Cuisine: Karnataka state of India
Ingredients:
Lemons – 15
Mango ginger (Optional) – 3 inches piece
Roasted Mustard seeds powder – 2 teaspoons
Roasted Fenugreek seeds powder – 2 teaspoons
Salt – 1 cup
Chilli powder – ½ teaspoon
Jaggery – ½ kg
Seasoning (optional):
Coconut oil – 1 tablespoon
Mustard seeds – ½ teaspoon
Curry leaf – 2 sprigs
Asafoetida – a pinch
Method:
Wash the lemons cleanly and wipe them with a cloth. There should not be any moisture left on the lemons. Then, cut each lemon into 8 pieces and remove the seeds. After cutting, transfer all the lemon pieces into an air-tight glass jar. Peel and cut the mango ginger into small pieces. Add them into the jar. Then, add salt and mix. Close the lid and set the jar aside for 15 days. 15 days later, heat a kadai / pan and add jaggery into it. Let the jaggery melt and cook until single thread consistency (Take little syrup on your thumb finger and touch it with your index finger.

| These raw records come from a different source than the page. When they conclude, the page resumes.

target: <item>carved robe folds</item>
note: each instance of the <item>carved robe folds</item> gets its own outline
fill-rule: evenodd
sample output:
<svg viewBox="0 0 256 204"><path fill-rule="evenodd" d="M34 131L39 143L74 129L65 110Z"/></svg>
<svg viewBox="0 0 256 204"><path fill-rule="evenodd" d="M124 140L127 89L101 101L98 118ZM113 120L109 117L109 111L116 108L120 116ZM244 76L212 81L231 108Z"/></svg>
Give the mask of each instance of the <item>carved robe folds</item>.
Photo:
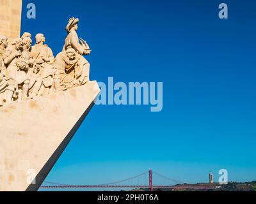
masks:
<svg viewBox="0 0 256 204"><path fill-rule="evenodd" d="M52 50L47 45L36 44L32 47L31 55L41 67L40 75L43 79L43 85L45 87L51 87L53 85L54 74L54 57Z"/></svg>

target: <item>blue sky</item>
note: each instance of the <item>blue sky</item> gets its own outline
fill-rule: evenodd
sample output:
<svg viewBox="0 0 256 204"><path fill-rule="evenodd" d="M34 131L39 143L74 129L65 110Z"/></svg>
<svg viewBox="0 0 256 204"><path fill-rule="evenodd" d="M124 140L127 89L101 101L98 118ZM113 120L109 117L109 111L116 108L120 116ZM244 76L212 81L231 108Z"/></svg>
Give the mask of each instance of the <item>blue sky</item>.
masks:
<svg viewBox="0 0 256 204"><path fill-rule="evenodd" d="M163 109L95 106L47 180L94 184L149 169L186 182L256 180L256 3L23 0L22 33L56 55L72 16L92 49L91 79L163 82ZM29 3L36 19L26 18ZM34 41L35 42L35 41Z"/></svg>

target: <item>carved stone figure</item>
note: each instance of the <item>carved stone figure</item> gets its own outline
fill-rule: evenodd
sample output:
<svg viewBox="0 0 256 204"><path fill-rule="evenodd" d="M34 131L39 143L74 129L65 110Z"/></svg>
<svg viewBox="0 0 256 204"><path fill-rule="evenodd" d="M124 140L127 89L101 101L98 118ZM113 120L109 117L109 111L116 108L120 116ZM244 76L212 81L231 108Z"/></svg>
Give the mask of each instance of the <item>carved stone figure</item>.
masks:
<svg viewBox="0 0 256 204"><path fill-rule="evenodd" d="M39 75L40 66L36 64L35 60L31 55L32 40L26 37L22 40L24 43L22 57L26 61L29 68L28 75L29 78L29 98L33 98L38 94L39 90L42 86L42 79Z"/></svg>
<svg viewBox="0 0 256 204"><path fill-rule="evenodd" d="M6 77L6 68L3 61L5 48L8 46L8 39L0 36L0 106L4 105L4 95L6 104L12 102L12 96L15 89L15 81L12 77Z"/></svg>
<svg viewBox="0 0 256 204"><path fill-rule="evenodd" d="M69 19L63 50L56 59L44 34L36 35L33 47L28 32L9 45L7 38L0 36L0 106L89 82L90 65L83 55L92 50L78 37L78 18Z"/></svg>
<svg viewBox="0 0 256 204"><path fill-rule="evenodd" d="M76 72L79 66L79 55L71 48L57 55L55 64L58 68L59 77L58 80L55 80L56 87L62 87L63 89L67 89L80 84L80 82L76 78Z"/></svg>
<svg viewBox="0 0 256 204"><path fill-rule="evenodd" d="M63 51L68 48L74 49L79 55L79 66L76 68L76 79L79 82L79 85L83 85L89 81L90 63L83 55L87 55L91 53L87 43L78 38L76 31L78 29L79 18L72 17L66 27L68 35L65 41L65 45Z"/></svg>
<svg viewBox="0 0 256 204"><path fill-rule="evenodd" d="M43 80L42 94L47 94L52 91L55 68L54 66L54 57L52 50L44 43L45 38L43 34L36 36L36 44L32 47L31 55L36 60L36 64L40 66L40 75Z"/></svg>
<svg viewBox="0 0 256 204"><path fill-rule="evenodd" d="M15 38L12 45L6 48L4 55L4 62L7 66L6 76L15 79L19 92L22 92L22 96L19 96L19 101L27 99L29 87L29 78L27 75L28 66L21 56L22 47L22 40ZM8 101L10 98L12 99L13 94L8 96Z"/></svg>

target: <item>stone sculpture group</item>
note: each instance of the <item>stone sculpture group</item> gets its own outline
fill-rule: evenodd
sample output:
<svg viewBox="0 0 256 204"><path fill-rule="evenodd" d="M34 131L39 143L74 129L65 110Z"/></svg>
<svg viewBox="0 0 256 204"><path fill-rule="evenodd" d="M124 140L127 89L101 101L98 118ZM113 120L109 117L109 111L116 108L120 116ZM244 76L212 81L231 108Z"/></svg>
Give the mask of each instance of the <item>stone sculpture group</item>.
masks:
<svg viewBox="0 0 256 204"><path fill-rule="evenodd" d="M20 38L8 43L0 36L0 106L49 94L85 84L89 81L90 64L83 55L91 50L79 38L79 19L72 17L61 52L54 58L45 44L43 34L35 36L24 33Z"/></svg>

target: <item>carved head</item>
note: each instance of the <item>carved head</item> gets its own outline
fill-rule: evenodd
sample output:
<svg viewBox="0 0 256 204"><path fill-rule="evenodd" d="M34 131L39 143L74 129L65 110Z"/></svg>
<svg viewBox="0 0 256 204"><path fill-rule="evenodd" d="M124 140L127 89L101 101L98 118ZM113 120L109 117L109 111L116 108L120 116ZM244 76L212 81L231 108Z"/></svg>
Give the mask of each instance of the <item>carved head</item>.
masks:
<svg viewBox="0 0 256 204"><path fill-rule="evenodd" d="M0 36L0 45L3 45L4 48L8 46L8 38L4 36Z"/></svg>
<svg viewBox="0 0 256 204"><path fill-rule="evenodd" d="M31 38L31 34L28 32L25 32L24 33L23 33L20 38L24 40L26 38Z"/></svg>
<svg viewBox="0 0 256 204"><path fill-rule="evenodd" d="M22 40L24 45L26 48L29 49L31 47L32 40L30 38L25 38Z"/></svg>
<svg viewBox="0 0 256 204"><path fill-rule="evenodd" d="M41 42L44 43L45 41L45 37L44 34L38 33L36 35L36 43L38 44Z"/></svg>
<svg viewBox="0 0 256 204"><path fill-rule="evenodd" d="M33 68L33 72L37 74L40 69L40 66L38 64L35 64Z"/></svg>
<svg viewBox="0 0 256 204"><path fill-rule="evenodd" d="M16 50L19 50L22 48L24 44L21 38L17 38L13 40L12 45L15 45Z"/></svg>
<svg viewBox="0 0 256 204"><path fill-rule="evenodd" d="M74 60L76 59L76 52L73 48L68 48L66 50L67 56L68 57L68 59Z"/></svg>
<svg viewBox="0 0 256 204"><path fill-rule="evenodd" d="M77 31L78 29L78 22L79 22L79 18L75 18L74 17L72 17L68 20L68 23L66 27L66 31L68 33L70 33L71 30L73 29L75 31Z"/></svg>

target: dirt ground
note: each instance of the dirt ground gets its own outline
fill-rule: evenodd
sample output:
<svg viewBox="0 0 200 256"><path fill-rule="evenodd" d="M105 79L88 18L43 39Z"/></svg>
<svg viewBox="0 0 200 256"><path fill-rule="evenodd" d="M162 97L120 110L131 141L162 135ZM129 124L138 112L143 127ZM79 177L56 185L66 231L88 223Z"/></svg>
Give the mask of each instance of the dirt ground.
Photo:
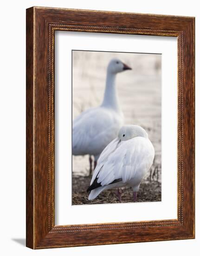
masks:
<svg viewBox="0 0 200 256"><path fill-rule="evenodd" d="M115 203L119 202L116 195L116 189L102 192L97 198L89 201L87 189L90 177L73 176L72 179L72 205ZM133 200L133 192L130 188L122 188L123 202L131 202ZM161 201L161 183L155 180L145 180L140 185L137 194L137 202Z"/></svg>

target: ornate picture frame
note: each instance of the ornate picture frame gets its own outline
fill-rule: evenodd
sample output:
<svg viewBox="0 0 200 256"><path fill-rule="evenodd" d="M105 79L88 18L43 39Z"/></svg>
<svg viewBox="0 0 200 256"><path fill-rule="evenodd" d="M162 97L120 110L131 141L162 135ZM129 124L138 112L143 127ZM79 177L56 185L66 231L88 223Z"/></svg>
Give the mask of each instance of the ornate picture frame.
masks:
<svg viewBox="0 0 200 256"><path fill-rule="evenodd" d="M55 225L56 30L173 36L178 41L177 219ZM42 249L194 238L194 18L26 10L26 246Z"/></svg>

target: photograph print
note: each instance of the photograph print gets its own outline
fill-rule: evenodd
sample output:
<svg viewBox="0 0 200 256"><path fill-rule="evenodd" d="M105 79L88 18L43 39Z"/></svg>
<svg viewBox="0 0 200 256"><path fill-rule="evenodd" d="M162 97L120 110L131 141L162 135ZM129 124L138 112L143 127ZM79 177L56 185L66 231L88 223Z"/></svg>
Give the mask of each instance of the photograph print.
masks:
<svg viewBox="0 0 200 256"><path fill-rule="evenodd" d="M72 204L161 201L161 54L72 51Z"/></svg>

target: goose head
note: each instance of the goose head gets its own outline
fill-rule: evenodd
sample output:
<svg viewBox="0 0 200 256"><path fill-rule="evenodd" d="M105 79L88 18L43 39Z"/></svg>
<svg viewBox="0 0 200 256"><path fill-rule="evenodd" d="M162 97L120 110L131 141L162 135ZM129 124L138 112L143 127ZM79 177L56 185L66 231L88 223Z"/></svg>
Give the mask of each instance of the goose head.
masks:
<svg viewBox="0 0 200 256"><path fill-rule="evenodd" d="M129 69L132 68L118 59L111 60L108 66L108 71L115 74Z"/></svg>
<svg viewBox="0 0 200 256"><path fill-rule="evenodd" d="M121 141L127 141L135 137L148 138L144 129L139 125L124 125L119 131L118 138Z"/></svg>

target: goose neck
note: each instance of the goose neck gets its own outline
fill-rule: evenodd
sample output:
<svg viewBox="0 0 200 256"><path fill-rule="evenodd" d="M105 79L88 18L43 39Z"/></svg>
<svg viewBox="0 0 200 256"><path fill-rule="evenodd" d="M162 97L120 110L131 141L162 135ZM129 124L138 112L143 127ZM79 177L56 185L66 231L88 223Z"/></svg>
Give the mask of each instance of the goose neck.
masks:
<svg viewBox="0 0 200 256"><path fill-rule="evenodd" d="M120 110L118 95L115 85L116 74L107 72L106 87L102 106Z"/></svg>

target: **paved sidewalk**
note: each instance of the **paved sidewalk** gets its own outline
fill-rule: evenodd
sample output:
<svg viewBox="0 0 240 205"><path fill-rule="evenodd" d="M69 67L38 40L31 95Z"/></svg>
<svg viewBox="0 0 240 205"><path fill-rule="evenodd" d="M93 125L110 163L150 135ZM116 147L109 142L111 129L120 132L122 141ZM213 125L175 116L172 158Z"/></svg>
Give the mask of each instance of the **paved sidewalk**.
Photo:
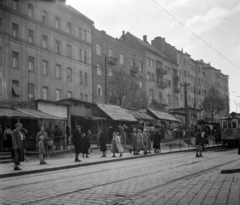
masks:
<svg viewBox="0 0 240 205"><path fill-rule="evenodd" d="M219 146L219 145L218 145ZM209 146L208 148L213 148L217 146ZM22 168L21 171L14 171L13 170L13 163L6 163L6 164L0 164L0 178L5 177L14 177L14 176L20 176L20 175L26 175L26 174L35 174L40 172L47 172L47 171L56 171L61 169L69 169L69 168L76 168L81 166L90 166L90 165L97 165L101 163L109 163L109 162L115 162L115 161L122 161L122 160L132 160L136 158L142 158L142 157L152 157L152 156L158 156L161 154L170 154L170 153L177 153L177 152L188 152L188 151L194 151L195 147L190 147L189 149L187 147L179 150L172 150L171 152L169 150L162 150L160 154L151 153L148 155L143 155L143 152L140 152L140 155L133 155L131 153L125 152L123 156L120 158L119 155L116 155L116 158L112 158L112 153L110 151L107 152L107 157L100 157L101 155L91 153L89 158L82 158L81 155L79 155L81 162L75 162L75 154L69 153L66 158L58 158L58 159L48 159L46 158L46 165L39 165L39 161L30 161L30 162L22 162L20 167Z"/></svg>

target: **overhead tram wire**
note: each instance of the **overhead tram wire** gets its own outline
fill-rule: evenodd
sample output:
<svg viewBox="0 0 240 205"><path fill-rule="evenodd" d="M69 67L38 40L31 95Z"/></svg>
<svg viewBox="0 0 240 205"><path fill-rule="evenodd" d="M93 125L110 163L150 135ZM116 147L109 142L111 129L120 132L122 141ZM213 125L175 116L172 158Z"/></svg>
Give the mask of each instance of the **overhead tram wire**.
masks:
<svg viewBox="0 0 240 205"><path fill-rule="evenodd" d="M234 64L232 61L230 61L227 57L225 57L222 53L220 53L217 49L212 47L210 44L208 44L205 40L203 40L201 37L199 37L196 33L194 33L192 30L190 30L187 26L185 26L181 21L179 21L175 16L173 16L169 11L167 11L164 7L162 7L159 3L156 2L156 0L152 0L157 6L159 6L162 10L164 10L168 15L170 15L173 19L175 19L180 25L182 25L185 29L187 29L189 32L191 32L195 37L197 37L200 41L202 41L204 44L206 44L209 48L211 48L213 51L218 53L220 56L222 56L226 61L228 61L230 64L232 64L234 67L240 70L240 68Z"/></svg>

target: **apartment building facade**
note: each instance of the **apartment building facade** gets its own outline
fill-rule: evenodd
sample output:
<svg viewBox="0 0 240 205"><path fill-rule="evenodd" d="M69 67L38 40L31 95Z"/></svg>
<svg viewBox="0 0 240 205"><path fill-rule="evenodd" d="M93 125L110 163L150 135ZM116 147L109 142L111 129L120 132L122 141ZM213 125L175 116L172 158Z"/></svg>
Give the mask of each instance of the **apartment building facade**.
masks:
<svg viewBox="0 0 240 205"><path fill-rule="evenodd" d="M167 53L165 39L155 38L151 44L147 41L147 36L139 39L131 33L123 33L120 40L137 50L144 57L143 67L145 80L145 93L150 99L149 104L154 99L162 104L165 110L178 107L179 78L176 63L175 49L171 49L170 58ZM165 48L166 47L166 48ZM175 57L174 57L175 55Z"/></svg>
<svg viewBox="0 0 240 205"><path fill-rule="evenodd" d="M131 76L137 81L138 94L145 88L143 66L144 57L135 49L125 45L119 39L113 38L105 31L93 28L93 101L108 104L109 78L117 72L126 77Z"/></svg>
<svg viewBox="0 0 240 205"><path fill-rule="evenodd" d="M93 21L64 2L0 2L0 100L91 102Z"/></svg>

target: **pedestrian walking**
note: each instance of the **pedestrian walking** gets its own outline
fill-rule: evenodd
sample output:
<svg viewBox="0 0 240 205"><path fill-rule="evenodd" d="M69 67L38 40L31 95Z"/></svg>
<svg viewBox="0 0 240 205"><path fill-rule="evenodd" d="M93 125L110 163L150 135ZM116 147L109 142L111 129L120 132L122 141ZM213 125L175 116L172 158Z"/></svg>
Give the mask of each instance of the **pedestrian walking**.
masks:
<svg viewBox="0 0 240 205"><path fill-rule="evenodd" d="M196 146L196 157L202 157L203 151L203 137L201 136L201 130L198 130L195 134L195 146Z"/></svg>
<svg viewBox="0 0 240 205"><path fill-rule="evenodd" d="M131 144L130 144L130 151L133 151L133 154L136 155L138 152L137 148L137 130L133 128L133 133L131 134Z"/></svg>
<svg viewBox="0 0 240 205"><path fill-rule="evenodd" d="M143 135L142 135L142 130L141 129L138 129L138 134L137 134L137 154L136 155L139 155L139 152L141 150L145 150L145 146L144 146L144 143L143 143Z"/></svg>
<svg viewBox="0 0 240 205"><path fill-rule="evenodd" d="M161 135L159 133L158 128L155 126L153 131L153 148L155 153L159 153L160 151L160 141Z"/></svg>
<svg viewBox="0 0 240 205"><path fill-rule="evenodd" d="M58 127L58 125L55 125L54 138L55 138L56 150L60 150L61 149L60 143L62 140L62 130Z"/></svg>
<svg viewBox="0 0 240 205"><path fill-rule="evenodd" d="M24 147L23 143L26 141L25 134L27 130L22 127L21 123L15 124L15 130L13 130L12 143L13 143L13 152L12 158L15 164L14 170L21 170L19 167L20 162L24 162Z"/></svg>
<svg viewBox="0 0 240 205"><path fill-rule="evenodd" d="M113 153L112 157L116 157L115 153L120 153L119 157L122 157L123 147L121 145L121 138L119 136L119 133L117 133L117 132L113 133L111 150L112 150L112 153Z"/></svg>
<svg viewBox="0 0 240 205"><path fill-rule="evenodd" d="M44 157L48 157L48 145L47 145L47 140L48 140L48 135L47 133L45 132L45 128L44 126L42 125L41 128L40 128L40 132L37 133L37 136L36 136L36 145L39 143L39 138L40 136L43 136L43 145L44 145L44 148L45 148L45 154L44 154Z"/></svg>
<svg viewBox="0 0 240 205"><path fill-rule="evenodd" d="M90 148L89 135L86 135L85 133L83 133L82 134L82 156L83 156L83 158L84 158L84 155L86 155L86 158L88 158L89 148Z"/></svg>
<svg viewBox="0 0 240 205"><path fill-rule="evenodd" d="M99 133L99 143L100 143L100 150L102 151L102 156L101 157L106 157L106 151L107 151L107 145L106 145L106 138L101 131Z"/></svg>
<svg viewBox="0 0 240 205"><path fill-rule="evenodd" d="M77 129L74 131L72 136L72 143L75 148L75 162L80 162L81 160L78 158L82 149L82 138L81 138L81 129L80 125L77 126Z"/></svg>
<svg viewBox="0 0 240 205"><path fill-rule="evenodd" d="M37 143L40 165L47 164L47 162L44 161L44 155L46 154L44 141L45 141L44 136L40 135Z"/></svg>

The syrup should touch to the fingers and a string will appear in the middle of both fingers). Let the jaggery cool down a little. Then add the lemon pieces into it. Add roasted mustard seeds powder, roasted fenugreek seeds powder, chilli powder and salt (if required). Mix until everything combines well. Heat oil in a pan to make the seasoning. Add mustard seeds and sauté until they splutter. Then add curry leaves and asafoetida. Add this seasoning to the lemon pickle and mix. Transfer the Lemon pickle into an air-tight jar and store. Nimbehannu Uppinakayi / Sweet Lemon Pickle will stay for 1 year without refrigeration.